The FHA introduced the 30-year fixed-rate mortgage to shelter homeowners from the business cycle. This attracted Depression-scarred households back to the housing market, helping raise the homeownership rate from 40 percent in the 1930s to 65 percent by the 1980s (see chart). The agency also nudged private lenders to comply with fair housing and equal access laws to end discrimination in mortgage lending. And the FHA stood as a ready source of mortgages if the private sector were to ever fall down again. It did in the Great Recession, and the FHA stepped up.

Like any financial institution involved with housing over the past few years, the FHA’s finances have been shredded. But unlike many others, it is still standing. The agency’s capital reserves — its cushion against losses — have been mostly, but not entirely, depleted. If the economy continues to recover, these reserves can be rebuilt over time. Yet it is possible that house prices will fall further, mortgage losses will mount, and the FHA will need financial help from taxpayers. If so, it will be the first time in its nearly 80-year history that the FHA is unable to fund itself. That would be a pity, but well worth the cost, as the FHA has saved taxpayers a bundle over the decades.

This does not mean the FHA should continue to dominate the U.S. mortgage market. The agency itself appears uncomfortable with its outsized role, and has taken appropriate steps to lower its profile by raising the insurance premiums it charges borrowers and tightening its lending standards. The average credit score of today’s FHA borrowers is higher than the average American household with a score. As it becomes more costly and difficult to get a FHA loan, loans from private mortgage lenders will become more attractive and their market share will grow.

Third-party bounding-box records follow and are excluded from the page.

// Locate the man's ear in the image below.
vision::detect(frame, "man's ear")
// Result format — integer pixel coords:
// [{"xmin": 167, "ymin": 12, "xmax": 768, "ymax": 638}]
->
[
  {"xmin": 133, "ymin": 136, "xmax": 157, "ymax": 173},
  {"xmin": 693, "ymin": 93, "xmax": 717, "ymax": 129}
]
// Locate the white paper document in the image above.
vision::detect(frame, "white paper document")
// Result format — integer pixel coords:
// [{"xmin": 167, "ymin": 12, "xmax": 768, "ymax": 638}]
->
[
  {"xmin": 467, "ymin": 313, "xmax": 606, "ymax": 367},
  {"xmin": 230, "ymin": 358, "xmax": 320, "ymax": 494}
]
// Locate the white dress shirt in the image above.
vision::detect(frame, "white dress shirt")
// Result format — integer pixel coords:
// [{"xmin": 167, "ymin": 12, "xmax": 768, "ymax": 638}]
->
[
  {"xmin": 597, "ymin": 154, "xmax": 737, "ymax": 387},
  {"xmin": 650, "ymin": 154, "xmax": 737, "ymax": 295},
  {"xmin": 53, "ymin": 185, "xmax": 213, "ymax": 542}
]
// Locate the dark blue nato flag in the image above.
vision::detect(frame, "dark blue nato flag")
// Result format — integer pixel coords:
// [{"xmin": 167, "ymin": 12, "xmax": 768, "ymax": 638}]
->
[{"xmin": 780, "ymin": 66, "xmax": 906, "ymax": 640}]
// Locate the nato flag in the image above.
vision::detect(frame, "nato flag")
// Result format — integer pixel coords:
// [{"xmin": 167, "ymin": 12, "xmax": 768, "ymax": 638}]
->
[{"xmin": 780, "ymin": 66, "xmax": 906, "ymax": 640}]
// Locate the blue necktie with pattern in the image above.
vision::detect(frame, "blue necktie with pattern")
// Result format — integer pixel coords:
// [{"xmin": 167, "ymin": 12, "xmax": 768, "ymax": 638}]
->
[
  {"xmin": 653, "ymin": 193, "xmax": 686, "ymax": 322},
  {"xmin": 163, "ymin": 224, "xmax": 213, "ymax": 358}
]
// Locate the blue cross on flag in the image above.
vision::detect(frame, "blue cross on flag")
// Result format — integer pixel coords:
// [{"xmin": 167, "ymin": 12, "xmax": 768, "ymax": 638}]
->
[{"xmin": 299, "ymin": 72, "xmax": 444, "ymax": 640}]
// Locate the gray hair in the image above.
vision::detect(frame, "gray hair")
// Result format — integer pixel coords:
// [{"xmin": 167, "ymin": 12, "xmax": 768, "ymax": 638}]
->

Yet although the FHA needs to continue moving in this direction, it must be careful not to move too quickly. Higher mortgage rates while private credit is still scarce could short-circuit a recovery in the housing market. Policymakers’ recent decision to increase the size of mortgages the FHA can make for one more year makes sense in this context.

The FHA’s success provides strong evidence that government can and should play a role in the nation’s mortgage finance system. It also demonstrates that although government intervention in the economy during the Great Recession was messy, things would have been a lot messier without it.

Mark Zandi is chief economist of Moody’s Analytics, a subsidiary of Moody’s Corp. He is the author of “Financial Shock,” an exposé of the financial crisis. His column will appear regularly.